Membuat kita berpikir dua kali.
Dari
segi alur, harus saya akui pembawaannya cukup menarik. Little
things made up the big one. Banyak kejadian yang sepertinya tidak
berhubungan tapi sesungguhnya kausatif. Saya pribadi suka bagian
kebakaran kebun jambu mete milik keluarga Vito. Bagian ini memang
singkat, tapi mengena buat saya karena di sini menunjukkan
kesetiakawanan para pemuda SMP yang hanya bertujuh itu. (Or I just
have a thing for fire and arsons.) Ah, seandainya bagian ini
dibuat sedikit lebih panjang dengan menceritakan bagaimana tepatnya
teman-teman Vito sampai ke dalam kebun itu.
Yang
cukup saya sayangkan adalah bagian terakhir novel ini, di mana
teman-teman Vito harus bertanding futsal semetara Vito dibawa ke
Samarinda. Memang fokus cerita adalah Vito, tapi menurut saya usaha
mereka main futsal patut diberi porsi yang lebih. Di novel,
seakan-akan hanya diceritakan bahwa mereka datang, bertanding, kalah.

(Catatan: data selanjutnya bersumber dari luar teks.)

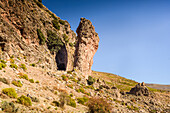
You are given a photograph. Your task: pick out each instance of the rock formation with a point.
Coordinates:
(28, 29)
(88, 41)
(139, 90)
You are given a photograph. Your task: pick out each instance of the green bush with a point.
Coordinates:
(2, 65)
(5, 81)
(64, 77)
(98, 105)
(82, 90)
(35, 99)
(70, 86)
(3, 61)
(24, 100)
(39, 3)
(41, 37)
(72, 103)
(23, 66)
(71, 95)
(54, 42)
(82, 100)
(69, 72)
(17, 83)
(62, 22)
(56, 103)
(23, 76)
(90, 80)
(65, 37)
(14, 66)
(8, 107)
(12, 60)
(56, 24)
(31, 80)
(33, 65)
(10, 92)
(37, 82)
(71, 44)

Sama sekali tidak ada 'rasanya'. Lalu bagaimana dengan ibu Vito yang
katanya mau ikut ke ibukota? Apakah beliau ikut hanya sampai
Sidenreng, tapi tidak sampai Makassar? Atau sebenarnya ikut ke
Makassar tapi tidak diperlihatkan? Ini plothole terbesar yang
saya temukan di novel ini.
Lalu
lebih ke belakang lagi, di penghabisan cerita, juga kurang sedap.
Cerita berakhir hanya sampai Vito ingin pulang dari Samarinda. Lalu
bagaimana dengan, lagi-lagi, ibunda Vito? Beliau bingung setengah
mati karena anaknya hilang, lalu saat si anak akhirnya mau pulang,
tidak diceritakan bagaimana reuni mereka? I don't think so, sir.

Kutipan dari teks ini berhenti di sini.